Sarah merely blinked at my explanation.

I tried to keep the smile on my face, but that has sometimes been difficult for me when it’s obvious the person I’m addressing doesn’t agree with my opinion. “Look, I’m just trying to figure it out, eh? We didn’t have all these Millennial terms when I was a consultant…” I thought about that for a moment when I saw her eyes narrow, however; I would certainly have been in practice when Millennials were referred to my office for a consultation… women of Sarah’s age, for example.

“You seemed to know a lot more when you were still in practice, G,” she said, a minute smile trying to force its way past the disbelief written on her lips. “Or a least pretended to…” The smile won out and her eyes sparkled as she looked at me. “You don’t even dress like a doctor anymore…”

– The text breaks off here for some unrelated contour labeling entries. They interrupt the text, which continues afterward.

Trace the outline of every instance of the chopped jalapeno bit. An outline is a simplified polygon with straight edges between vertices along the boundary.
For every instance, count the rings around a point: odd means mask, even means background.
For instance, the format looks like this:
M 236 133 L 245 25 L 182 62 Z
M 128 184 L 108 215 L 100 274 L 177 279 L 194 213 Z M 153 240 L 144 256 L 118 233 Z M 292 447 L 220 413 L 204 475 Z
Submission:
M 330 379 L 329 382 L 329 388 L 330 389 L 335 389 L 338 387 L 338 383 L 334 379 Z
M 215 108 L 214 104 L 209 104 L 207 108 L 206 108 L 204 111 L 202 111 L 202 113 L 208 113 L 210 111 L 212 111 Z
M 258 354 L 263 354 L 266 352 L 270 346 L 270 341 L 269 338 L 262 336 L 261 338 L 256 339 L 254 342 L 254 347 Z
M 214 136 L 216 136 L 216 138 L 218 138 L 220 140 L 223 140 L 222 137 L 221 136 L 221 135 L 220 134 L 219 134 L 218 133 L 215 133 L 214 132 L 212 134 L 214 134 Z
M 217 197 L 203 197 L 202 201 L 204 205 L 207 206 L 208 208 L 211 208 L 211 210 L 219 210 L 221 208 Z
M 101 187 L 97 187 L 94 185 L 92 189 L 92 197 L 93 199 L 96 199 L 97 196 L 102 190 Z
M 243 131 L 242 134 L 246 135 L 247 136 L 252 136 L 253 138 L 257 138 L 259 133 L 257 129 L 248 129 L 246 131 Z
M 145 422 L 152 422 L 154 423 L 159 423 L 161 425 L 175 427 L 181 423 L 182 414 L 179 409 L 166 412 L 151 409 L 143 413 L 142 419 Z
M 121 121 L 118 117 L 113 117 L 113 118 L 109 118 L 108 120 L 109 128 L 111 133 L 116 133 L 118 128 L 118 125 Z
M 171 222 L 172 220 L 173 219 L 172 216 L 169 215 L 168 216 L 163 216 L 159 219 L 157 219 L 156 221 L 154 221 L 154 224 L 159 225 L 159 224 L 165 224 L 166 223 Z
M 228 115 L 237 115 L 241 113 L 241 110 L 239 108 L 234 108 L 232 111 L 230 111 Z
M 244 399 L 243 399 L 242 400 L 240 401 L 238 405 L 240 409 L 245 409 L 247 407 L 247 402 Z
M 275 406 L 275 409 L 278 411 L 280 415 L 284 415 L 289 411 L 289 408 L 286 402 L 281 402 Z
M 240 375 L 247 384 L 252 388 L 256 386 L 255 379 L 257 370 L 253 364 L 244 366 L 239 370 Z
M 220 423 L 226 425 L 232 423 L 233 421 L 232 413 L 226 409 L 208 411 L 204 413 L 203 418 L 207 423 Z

I was wearing a grey sweatshirt and faded jeans, and I had only come into Starbuck’s for a coffee; I hadn’t expected to see her sitting there in the corner…

But she’d seemed genuinely happy to see me when I approached her table. “You’re a different person now, G…” she said after my feeble attempt to answer to her question, and reached over to squeeze my hand. “I’m glad you were my doctor,” she added, as she let go of my hand and broke off a piece of my bagel to eat.